Tim Northover via Phabricator via llvm-commits llvm-commits at lists.llvm.org
Fri Sep 20 07:29:53 PDT 2019


t.p.northover added a comment.

> First, it appears that the current codegen (CAS loop) for 128-bit atomic accesses is broken based on this comment: https://gcc.gnu.org/bugzilla/show_bug.cgi?id=70814#c3. There are two problematic cases as far as I understand: (1) const and (2) volatile atomic objects. Const objects disallow write access to the underlying memory, volatile objects mandate that each byte of the underlying memory shall be accessed exactly once according to the AAPCS. The CAS loop violates both.



> Maybe the solution is to follow GCC here, at least for the general case (architectures prior to v8.4), meaning to expand atomic operations into a call to the appropriate __atomic library function . I believe this is what the AtomicExpandPass does in LLVM. In that case we need to provide an implementation of those functions.

I think Clang is involved there too, in horribly non-obvious ways (for example I think that's the only way to get the actual libcalls you want rather than legacy ones). Either way, that's a change that would need pretty careful coordination. Since all of our CPUs are Cyclone or above we could probably just skip the libcalls entirely at Apple without ABI breakage (which, unintentionally, is what this patch does).

> My concern about using ldp/stp is that the specification promises single-copy atomicity provided that accesses are to Inner Write-Back, Outer Write-Back Normal cacheable memory.

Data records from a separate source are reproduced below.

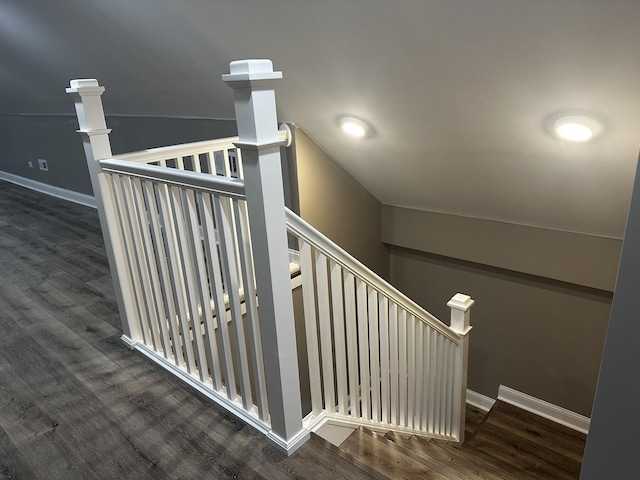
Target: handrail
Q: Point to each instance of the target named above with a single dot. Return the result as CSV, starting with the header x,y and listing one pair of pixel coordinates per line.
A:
x,y
183,150
229,187
298,226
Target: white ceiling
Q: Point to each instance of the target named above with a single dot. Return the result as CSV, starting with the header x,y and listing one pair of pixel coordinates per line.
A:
x,y
460,92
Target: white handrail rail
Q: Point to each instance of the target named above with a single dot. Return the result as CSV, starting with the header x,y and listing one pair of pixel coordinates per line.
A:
x,y
298,226
230,187
184,149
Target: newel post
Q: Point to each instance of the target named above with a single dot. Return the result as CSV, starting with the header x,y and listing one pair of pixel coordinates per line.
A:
x,y
460,305
95,139
254,95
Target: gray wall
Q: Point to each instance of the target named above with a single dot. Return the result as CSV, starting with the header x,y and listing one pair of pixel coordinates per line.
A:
x,y
539,323
336,204
25,138
613,445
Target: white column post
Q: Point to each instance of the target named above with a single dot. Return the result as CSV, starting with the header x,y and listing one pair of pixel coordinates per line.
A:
x,y
253,90
95,138
460,305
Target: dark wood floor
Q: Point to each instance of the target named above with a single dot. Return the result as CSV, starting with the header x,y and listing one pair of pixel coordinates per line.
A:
x,y
506,444
76,404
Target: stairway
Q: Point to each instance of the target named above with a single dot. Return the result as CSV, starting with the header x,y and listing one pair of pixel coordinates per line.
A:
x,y
505,444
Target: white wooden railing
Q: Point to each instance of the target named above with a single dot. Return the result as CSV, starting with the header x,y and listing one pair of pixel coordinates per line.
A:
x,y
196,237
376,357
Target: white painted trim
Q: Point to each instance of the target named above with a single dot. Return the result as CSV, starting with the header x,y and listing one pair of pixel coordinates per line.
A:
x,y
544,409
314,422
63,193
480,401
128,342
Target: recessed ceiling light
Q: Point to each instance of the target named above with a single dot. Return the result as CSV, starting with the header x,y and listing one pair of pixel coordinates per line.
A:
x,y
354,127
576,128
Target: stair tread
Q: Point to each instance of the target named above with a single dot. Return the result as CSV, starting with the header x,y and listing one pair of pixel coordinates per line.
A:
x,y
376,456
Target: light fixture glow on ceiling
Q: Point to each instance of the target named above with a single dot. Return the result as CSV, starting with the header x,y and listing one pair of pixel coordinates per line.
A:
x,y
576,128
354,127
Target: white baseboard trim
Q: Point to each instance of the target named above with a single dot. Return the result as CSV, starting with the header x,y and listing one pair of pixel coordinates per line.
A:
x,y
544,409
63,193
480,401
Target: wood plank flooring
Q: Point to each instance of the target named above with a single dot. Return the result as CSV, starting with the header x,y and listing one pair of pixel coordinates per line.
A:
x,y
75,403
506,444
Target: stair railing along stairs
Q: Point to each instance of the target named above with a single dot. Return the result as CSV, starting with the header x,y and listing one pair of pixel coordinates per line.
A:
x,y
196,237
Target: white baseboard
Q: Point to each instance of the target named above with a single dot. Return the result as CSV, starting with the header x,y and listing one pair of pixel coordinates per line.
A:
x,y
544,409
64,194
480,401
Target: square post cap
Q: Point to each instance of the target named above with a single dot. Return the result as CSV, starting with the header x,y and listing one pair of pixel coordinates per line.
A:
x,y
85,85
461,302
251,70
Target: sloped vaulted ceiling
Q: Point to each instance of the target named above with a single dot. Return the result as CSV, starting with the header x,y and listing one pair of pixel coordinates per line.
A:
x,y
460,92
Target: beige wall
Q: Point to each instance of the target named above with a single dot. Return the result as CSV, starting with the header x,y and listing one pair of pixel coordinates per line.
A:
x,y
336,204
542,297
541,337
578,258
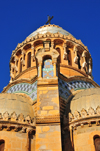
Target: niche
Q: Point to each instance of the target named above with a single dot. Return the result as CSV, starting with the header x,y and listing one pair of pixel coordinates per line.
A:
x,y
47,68
97,142
2,145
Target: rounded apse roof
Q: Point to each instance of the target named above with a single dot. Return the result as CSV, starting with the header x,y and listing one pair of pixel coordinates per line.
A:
x,y
15,103
49,28
89,98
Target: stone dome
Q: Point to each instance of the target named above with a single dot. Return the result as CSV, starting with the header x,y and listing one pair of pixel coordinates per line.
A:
x,y
86,99
49,28
15,103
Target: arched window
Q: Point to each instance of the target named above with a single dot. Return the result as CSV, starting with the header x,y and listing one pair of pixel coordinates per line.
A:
x,y
69,57
2,145
29,60
47,68
79,65
59,51
97,142
20,64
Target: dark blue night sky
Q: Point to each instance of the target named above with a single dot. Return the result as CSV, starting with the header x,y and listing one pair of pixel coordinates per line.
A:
x,y
20,18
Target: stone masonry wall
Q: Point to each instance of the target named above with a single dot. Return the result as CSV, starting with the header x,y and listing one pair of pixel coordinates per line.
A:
x,y
48,138
48,101
16,141
83,138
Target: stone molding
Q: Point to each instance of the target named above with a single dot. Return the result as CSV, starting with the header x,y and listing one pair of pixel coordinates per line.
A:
x,y
15,126
69,38
13,117
48,119
84,117
16,123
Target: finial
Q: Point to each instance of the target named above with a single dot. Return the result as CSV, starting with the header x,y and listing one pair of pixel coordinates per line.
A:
x,y
49,19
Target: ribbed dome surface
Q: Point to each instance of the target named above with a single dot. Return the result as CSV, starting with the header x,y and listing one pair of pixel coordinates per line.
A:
x,y
49,28
15,103
84,100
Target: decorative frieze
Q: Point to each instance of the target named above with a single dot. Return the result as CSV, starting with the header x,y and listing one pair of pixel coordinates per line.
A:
x,y
30,89
13,117
84,114
65,87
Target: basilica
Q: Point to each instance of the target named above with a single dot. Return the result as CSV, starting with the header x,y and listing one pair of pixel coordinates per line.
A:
x,y
51,102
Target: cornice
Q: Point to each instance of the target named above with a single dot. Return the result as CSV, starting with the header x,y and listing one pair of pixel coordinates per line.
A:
x,y
49,35
47,119
30,81
83,78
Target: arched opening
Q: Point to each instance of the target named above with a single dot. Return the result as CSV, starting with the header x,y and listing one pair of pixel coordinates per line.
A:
x,y
79,65
2,145
20,64
59,51
47,68
69,57
29,60
97,142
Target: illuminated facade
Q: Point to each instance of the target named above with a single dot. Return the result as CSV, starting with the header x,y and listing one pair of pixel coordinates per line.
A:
x,y
51,102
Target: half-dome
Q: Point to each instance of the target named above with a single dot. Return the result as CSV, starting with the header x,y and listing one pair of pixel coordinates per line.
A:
x,y
49,28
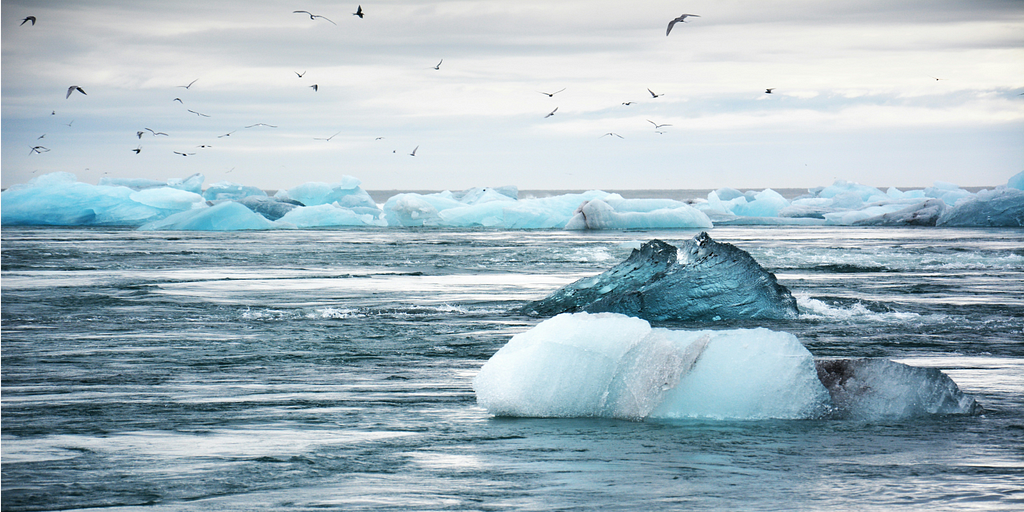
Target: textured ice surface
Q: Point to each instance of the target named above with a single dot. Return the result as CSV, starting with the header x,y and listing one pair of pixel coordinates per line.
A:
x,y
704,281
606,365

Is there such a guarantee to the compiler? Maybe that's the default for Operating Systems but not for bare-metal? Would it make sense to enable this optimization for certain target triples, i.e. when sys != none?

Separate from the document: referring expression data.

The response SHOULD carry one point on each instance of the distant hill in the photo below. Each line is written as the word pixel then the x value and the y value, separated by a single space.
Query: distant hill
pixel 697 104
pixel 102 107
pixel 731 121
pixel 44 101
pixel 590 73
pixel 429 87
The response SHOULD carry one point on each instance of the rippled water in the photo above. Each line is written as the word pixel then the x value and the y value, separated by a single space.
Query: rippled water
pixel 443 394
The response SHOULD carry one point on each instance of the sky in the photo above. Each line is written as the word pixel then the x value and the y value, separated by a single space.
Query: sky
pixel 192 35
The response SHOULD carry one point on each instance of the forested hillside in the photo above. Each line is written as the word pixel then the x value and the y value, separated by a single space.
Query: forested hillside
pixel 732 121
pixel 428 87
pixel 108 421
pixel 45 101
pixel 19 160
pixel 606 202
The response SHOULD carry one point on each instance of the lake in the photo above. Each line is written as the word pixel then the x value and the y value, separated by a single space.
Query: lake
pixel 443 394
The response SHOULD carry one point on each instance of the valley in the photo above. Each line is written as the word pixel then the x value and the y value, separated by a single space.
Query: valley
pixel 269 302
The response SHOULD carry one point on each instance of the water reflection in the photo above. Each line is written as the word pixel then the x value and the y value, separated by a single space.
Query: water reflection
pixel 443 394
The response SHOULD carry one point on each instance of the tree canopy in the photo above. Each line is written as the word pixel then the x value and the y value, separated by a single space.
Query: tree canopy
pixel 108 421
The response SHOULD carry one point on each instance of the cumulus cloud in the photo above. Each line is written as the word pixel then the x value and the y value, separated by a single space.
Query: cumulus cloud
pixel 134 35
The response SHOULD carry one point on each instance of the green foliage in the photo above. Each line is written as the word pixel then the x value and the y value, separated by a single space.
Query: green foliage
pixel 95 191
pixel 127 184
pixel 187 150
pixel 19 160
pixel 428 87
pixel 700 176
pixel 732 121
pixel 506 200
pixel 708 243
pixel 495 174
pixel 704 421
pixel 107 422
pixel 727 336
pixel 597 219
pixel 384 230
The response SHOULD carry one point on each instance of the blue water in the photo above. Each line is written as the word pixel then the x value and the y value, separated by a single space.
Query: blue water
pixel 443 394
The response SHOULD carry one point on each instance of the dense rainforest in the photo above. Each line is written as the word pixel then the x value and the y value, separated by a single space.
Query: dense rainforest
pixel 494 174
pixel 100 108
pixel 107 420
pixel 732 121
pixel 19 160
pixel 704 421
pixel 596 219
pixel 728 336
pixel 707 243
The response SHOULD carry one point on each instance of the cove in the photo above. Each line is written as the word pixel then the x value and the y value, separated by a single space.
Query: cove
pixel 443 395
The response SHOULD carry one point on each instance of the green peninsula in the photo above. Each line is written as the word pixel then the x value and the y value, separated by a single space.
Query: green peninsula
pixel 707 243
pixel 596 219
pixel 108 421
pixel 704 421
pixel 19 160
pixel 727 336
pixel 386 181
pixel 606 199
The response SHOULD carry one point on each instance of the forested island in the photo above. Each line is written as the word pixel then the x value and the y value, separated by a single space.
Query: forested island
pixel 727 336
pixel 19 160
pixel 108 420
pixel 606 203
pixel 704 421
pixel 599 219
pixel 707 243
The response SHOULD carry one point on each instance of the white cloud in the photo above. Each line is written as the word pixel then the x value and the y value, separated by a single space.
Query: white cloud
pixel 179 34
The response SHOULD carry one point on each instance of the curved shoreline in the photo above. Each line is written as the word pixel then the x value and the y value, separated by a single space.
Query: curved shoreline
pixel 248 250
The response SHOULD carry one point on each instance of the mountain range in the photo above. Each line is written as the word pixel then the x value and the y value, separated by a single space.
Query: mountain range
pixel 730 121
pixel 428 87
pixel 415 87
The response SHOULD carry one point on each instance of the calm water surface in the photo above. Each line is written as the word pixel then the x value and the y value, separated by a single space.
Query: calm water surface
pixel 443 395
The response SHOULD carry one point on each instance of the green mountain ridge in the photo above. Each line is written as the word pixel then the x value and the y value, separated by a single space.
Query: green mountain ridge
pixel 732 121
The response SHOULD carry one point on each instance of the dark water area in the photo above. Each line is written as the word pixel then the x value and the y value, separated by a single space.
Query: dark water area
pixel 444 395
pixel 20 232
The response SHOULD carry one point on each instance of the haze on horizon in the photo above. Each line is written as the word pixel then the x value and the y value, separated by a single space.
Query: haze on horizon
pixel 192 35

I don't think anyone has written down a guarantee, but we've pretty much always assumed we're accessing reasonably normal memory. `dmb` instructions are always `ish` for example. I've never had any comments from our more embedded developers on that front (or seen anyone try to do general atomics in another realm). I suspect they go to assembly for the few spots it might matter.

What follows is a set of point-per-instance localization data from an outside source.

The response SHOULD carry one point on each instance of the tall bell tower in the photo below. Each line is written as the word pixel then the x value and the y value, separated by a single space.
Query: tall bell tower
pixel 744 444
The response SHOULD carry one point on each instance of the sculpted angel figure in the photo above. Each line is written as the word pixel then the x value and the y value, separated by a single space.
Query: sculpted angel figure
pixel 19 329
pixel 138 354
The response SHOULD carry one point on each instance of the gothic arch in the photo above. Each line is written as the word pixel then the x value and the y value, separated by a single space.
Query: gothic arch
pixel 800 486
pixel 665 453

> In certain code sequences where you have two consecutive atomic stores, or an atomic load followed by an atomic store you'll end up with redundant memory barriers. Is there a way to get rid of them?

ARM has a pass designed to merge adjacent barriers, though I've seen it miss some cases. We might think about porting it to AArch64, or maybe doing some work in AtomicExpansion in generic way.

> Enabling the corresponding subtarget feature on cyclone doesn't seem safe to me. If we ever implement -mtune, then a command line like clang -march=armv8a -mtune=cyclone should mean “generated correct code for the v8.0 architecture, but optimize for cyclone". Adding this feature to cyclone as is would probably result in the above command line producing code that isn’t architecturally correct for v8.0.

I don't think Clang really does anything with -mtune yet. The most it could do based on the way CPUs are implemented in LLVM now would be something like applying the scheduling model. Almost all of the features in the list are going to break older CPUs.